Набрался я смельства, шагнул было к Иван Севастьянычу. Был он за порожком, так при открытой двери и вели перетолки. Он – там, мы – тут. Шагнул я, значит, – Авдотья с больной дочкой у груди бух на пол поперёк в дверях:
– Иди, героец! Иди!! Через!!!
Разбилась моя Россия на две.
Жена, дочка, дом – одна; в фашистском горела огне другая.
И обе звали.
Не хватило меня переступить через жену, переступить через больную дочку. А не сделавши первый шаг, разве сделаешь второй?
Той, другой, я был нужней тогда.
В лихочасье она выстояла и без меня. Не согнулась. Русская кость не даёт себя гнуть! А будь я с ней, и первая приняла б меня потом всякого, приняла по богатой цене…
Это после мы так с Авдотьей рядили.
А в то утро, как ушёл Иван Севастьяныч, думали инаково. Одну надумали удобную оправдательность: ну чего ловить пули, когда можно и переждать?
Сразу видать, у-у-умные головы дуракам достались…
Ну, неделю я дома, либо-что две. Поправилась наша Олюшка. Зажила моя рука. Хватит, поди, курортничать. К чему приступаться?
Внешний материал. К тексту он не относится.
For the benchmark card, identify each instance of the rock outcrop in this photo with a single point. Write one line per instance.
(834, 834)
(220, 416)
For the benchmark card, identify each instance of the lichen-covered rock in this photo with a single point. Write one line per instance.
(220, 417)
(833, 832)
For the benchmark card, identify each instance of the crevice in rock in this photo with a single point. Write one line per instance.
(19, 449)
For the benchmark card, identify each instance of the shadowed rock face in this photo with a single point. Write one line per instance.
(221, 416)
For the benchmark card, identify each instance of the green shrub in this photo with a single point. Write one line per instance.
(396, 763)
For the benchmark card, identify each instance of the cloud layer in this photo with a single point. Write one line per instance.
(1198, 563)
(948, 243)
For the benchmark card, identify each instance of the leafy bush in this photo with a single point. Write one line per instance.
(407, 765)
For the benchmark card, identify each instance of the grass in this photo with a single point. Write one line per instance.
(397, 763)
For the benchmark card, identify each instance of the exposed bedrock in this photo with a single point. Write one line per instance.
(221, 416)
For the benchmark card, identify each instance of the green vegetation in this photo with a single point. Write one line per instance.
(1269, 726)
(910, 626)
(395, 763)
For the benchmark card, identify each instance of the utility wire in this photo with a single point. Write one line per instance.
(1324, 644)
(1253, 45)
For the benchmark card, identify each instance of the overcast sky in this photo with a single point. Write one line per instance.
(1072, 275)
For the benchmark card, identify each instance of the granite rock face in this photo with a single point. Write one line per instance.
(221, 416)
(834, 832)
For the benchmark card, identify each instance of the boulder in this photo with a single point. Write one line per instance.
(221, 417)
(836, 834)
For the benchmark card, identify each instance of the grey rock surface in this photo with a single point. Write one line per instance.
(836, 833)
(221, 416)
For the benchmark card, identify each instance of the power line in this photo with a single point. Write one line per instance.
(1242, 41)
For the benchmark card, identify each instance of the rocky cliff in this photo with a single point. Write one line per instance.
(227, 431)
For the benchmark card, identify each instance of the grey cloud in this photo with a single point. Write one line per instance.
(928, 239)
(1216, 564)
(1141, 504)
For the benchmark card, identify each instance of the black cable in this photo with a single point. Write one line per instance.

На народ не покажешься. Что делать? Заворачивай оглобли в часть? Да где ж её, часть-то, искать?
Авдотья моя – кара те в руку! – подкатывает коляски с мягким советом: ступай в военкомат, там пояснят, где часть.
Мозгови-итая! Да я до её указа был уже у военкомата. Ночью бегал. Так и думал, дождусь утра, скажу всё как есть. Решайте! Навесил медальку свою боевую. Жду. Жду и раскидываю умишком. Хорошо, что я пришёл. Да медальку мне вторую за это не нацепят. Весь же я в грязи. Невозможный принял грех. Присягу съел. Лупанут же по всей вышней строгости. Вожмут под трибуналку!
Страх душу в пятки вбил.
Покрался я назадки. Домой.
А над землёй подымался рассвет…
Никак не думал я, что родной дом, пустивший в жизнь, станет лютей каторги. Сожмёшься, бывало, в комок ночью на чердаке, вот в этой, что на мне, фуфайке… Либо-что… Бедная, вся износилась, меня не спросилась… Чёрные думы мутят голову. До того от тоски, от страха тошно – впору… Дело в прошлом… Вверху, возле трубы, приладил я петлю. На крайнюю крайность. И ходили эти крайности ко мне не по всяку ли ночь…
Лежишь, обминаешь бока. А тебя вроде кто приподымает, руки твои к белому провислому кольцу тянет.
Зыркнешь навкруг – никого. Сам себя к петле подсаживал…
Впереглядки с белой петлей и тащишь с тайным дыханием рассвет из ночи.